4. Purposes and Legal Bases for Processing

• Customer relationship & support – Performance of a contract.
• Product warranty & repair services – Legal obligation and contract fulfillment.
• Website services & analytics – Legitimate interest in service improvement (with cookie consent where applicable).
• Marketing communications – Consent or legitimate interest, with opt-out available.
• Compliance with law – Processing required for legal obligations (e.g., tax, regulatory).

5. Data Subject Rights

Under GDPR, individuals have the following rights:

• Access – Obtain a copy of personal data.
• Rectification – Correct inaccurate or incomplete data.
• Erasure (“Right to be Forgotten”) – Request deletion where legally permissible.
• Restriction – Limit processing in certain circumstances.
• Portability – Receive personal data in a structured, machine-readable format.
• Objection – Object to processing, including direct marketing.
• Withdraw consent – At any time, where processing is based on consent.

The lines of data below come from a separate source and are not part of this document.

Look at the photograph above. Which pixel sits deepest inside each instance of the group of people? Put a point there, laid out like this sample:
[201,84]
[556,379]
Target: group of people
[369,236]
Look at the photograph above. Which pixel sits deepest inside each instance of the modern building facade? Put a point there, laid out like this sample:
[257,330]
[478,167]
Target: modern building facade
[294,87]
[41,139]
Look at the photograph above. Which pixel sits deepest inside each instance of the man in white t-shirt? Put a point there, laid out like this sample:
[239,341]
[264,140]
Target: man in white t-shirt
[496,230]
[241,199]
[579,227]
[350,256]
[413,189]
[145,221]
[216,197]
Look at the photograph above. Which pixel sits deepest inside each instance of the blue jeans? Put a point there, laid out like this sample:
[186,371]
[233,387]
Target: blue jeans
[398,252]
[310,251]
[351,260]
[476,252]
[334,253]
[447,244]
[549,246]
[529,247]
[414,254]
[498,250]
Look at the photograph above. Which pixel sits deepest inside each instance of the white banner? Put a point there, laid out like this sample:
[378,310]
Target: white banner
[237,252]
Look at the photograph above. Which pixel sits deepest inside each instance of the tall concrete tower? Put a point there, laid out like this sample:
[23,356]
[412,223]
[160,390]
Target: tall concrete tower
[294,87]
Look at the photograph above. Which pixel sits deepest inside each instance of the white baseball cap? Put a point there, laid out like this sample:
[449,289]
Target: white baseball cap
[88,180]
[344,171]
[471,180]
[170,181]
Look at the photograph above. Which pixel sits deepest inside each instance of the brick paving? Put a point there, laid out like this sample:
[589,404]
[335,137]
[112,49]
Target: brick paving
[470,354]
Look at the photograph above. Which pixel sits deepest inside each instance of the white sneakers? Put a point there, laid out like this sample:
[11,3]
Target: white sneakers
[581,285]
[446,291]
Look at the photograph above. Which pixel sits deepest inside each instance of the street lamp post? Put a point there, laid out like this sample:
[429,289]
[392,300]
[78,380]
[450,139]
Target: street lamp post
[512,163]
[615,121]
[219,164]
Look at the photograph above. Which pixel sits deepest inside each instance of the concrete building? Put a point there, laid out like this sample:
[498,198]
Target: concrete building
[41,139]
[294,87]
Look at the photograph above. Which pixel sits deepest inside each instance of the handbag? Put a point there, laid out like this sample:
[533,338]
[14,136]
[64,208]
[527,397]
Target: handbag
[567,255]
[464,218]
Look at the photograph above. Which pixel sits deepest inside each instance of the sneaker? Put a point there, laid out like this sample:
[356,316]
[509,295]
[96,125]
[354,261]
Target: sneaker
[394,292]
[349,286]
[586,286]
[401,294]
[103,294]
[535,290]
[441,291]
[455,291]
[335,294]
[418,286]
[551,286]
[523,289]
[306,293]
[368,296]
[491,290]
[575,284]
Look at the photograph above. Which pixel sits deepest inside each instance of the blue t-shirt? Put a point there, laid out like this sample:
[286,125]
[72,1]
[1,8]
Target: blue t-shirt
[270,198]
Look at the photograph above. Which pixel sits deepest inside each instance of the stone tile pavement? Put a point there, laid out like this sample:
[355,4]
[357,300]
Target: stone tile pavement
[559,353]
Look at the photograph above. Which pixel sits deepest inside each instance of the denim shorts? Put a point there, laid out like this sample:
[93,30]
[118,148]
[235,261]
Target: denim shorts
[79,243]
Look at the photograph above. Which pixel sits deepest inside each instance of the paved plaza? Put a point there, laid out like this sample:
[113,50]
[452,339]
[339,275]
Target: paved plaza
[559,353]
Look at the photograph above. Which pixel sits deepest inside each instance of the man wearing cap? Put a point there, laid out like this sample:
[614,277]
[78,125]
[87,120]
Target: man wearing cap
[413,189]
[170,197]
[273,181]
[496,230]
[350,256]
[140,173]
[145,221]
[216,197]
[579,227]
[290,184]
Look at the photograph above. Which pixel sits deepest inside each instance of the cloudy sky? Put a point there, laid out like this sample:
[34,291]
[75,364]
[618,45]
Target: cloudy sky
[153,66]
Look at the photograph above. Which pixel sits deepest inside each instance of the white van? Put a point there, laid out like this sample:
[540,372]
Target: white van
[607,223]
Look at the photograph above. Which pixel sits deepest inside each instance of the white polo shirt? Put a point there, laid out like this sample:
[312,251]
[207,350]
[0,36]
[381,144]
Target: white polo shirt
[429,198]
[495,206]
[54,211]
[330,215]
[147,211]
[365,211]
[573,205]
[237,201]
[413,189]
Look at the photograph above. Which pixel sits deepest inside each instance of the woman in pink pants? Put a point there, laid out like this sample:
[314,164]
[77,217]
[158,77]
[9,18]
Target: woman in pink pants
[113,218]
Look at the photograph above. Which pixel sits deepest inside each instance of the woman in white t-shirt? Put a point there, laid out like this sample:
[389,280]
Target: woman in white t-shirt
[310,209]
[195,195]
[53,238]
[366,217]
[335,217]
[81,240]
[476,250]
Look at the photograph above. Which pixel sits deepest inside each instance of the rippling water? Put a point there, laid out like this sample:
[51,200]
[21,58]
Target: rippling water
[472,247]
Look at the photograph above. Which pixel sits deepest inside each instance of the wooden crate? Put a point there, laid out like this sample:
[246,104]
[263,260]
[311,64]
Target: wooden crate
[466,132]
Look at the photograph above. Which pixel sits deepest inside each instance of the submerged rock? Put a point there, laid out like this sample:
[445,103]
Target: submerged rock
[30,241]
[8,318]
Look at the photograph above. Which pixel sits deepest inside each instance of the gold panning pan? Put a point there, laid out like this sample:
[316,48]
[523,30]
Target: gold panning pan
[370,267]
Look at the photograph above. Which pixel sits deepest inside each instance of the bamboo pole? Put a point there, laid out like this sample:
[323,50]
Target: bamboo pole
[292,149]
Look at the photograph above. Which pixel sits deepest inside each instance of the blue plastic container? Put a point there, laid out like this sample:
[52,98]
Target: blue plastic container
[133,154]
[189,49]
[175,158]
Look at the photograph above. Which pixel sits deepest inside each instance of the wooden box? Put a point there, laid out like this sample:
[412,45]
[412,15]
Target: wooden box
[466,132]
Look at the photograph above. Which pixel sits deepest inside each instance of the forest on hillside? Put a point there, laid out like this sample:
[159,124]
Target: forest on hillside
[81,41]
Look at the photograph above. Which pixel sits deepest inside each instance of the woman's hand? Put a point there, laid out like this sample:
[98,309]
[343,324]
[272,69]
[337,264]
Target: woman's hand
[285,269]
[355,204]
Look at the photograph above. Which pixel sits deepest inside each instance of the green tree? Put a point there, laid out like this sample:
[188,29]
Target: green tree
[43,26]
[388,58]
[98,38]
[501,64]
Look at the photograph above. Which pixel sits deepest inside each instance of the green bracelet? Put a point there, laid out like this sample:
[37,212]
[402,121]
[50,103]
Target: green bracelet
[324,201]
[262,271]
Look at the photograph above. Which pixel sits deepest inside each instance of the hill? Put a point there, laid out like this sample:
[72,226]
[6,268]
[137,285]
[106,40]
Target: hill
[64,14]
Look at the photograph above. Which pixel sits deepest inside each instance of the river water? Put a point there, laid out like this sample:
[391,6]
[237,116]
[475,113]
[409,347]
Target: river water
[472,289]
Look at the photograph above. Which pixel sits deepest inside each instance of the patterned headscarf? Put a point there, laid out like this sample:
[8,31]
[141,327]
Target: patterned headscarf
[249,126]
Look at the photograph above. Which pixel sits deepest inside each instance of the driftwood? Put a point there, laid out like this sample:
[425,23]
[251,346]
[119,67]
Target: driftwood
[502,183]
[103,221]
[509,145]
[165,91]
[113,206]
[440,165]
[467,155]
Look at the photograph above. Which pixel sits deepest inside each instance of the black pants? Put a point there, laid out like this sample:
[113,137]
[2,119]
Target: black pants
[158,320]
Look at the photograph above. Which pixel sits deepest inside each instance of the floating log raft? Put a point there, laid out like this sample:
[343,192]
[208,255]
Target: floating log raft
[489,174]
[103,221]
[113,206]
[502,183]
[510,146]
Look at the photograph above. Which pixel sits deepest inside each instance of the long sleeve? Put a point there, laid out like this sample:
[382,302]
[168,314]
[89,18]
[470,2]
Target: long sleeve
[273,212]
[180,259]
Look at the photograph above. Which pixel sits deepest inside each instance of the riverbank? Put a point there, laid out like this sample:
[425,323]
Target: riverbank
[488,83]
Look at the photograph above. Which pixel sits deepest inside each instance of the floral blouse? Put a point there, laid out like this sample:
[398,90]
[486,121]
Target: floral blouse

Requests may be submitted to: Data_Protection(a)twinhead.com.tw

6. Data Processing Agreement (DPA) Commitments

Where Twinhead acts as a Data Processor on behalf of business customers:

• We process personal data solely on the customer’s documented instructions.
• We implement appropriate technical and organizational security measures.
• We ensure confidentiality by binding staff and authorized processors.
• We engage sub-processors only with customer consent and maintain transparency.
• We assist customers with GDPR compliance, including data subject requests.
• We notify customers promptly in the event of a data breach.
• We support audits and provide necessary documentation.

7. International Data Transfers

• Twinhead is headquartered in Taiwan and operates globally.
• Where data is transferred outside the EU/EEA, we use appropriate safeguards (e.g., Standard Contractual Clauses, adequacy decisions).
• We ensure data subjects’ rights remain protected regardless of transfer location.

8. Data Security

We maintain robust safeguards, including:

• Encryption of data in transit and at rest.
• Access controls and authentication mechanisms.
• Regular vulnerability testing and monitoring.
• Incident response procedures and staff training.

9. Data Retention

We retain personal data only as long as necessary for the purposes collected, including:

• Warranty and product support – duration of contract + statutory limitation period.
• Marketing data – until withdrawal of consent or objection.
• Legal/regulatory obligations – as required by applicable law.

10. Supervisory Authority & Complaints

Individuals in the EU/EEA may lodge complaints with their local Data Protection Authority. We encourage direct contact with us first.

11. Contact Information

Twinhead International Corporation
9F, No.550, Ruiguang Rd., Neihu, Taipei 11492, Taiwan, R.O.C.
Email: Data_Protection(a)twinhead.com.tw
Phone: +886‐2‐5589‐9999

12. Updates to this Policy

We may update this Policy to reflect legal, technical, or business changes. Updates will be posted on our website with the date of revision.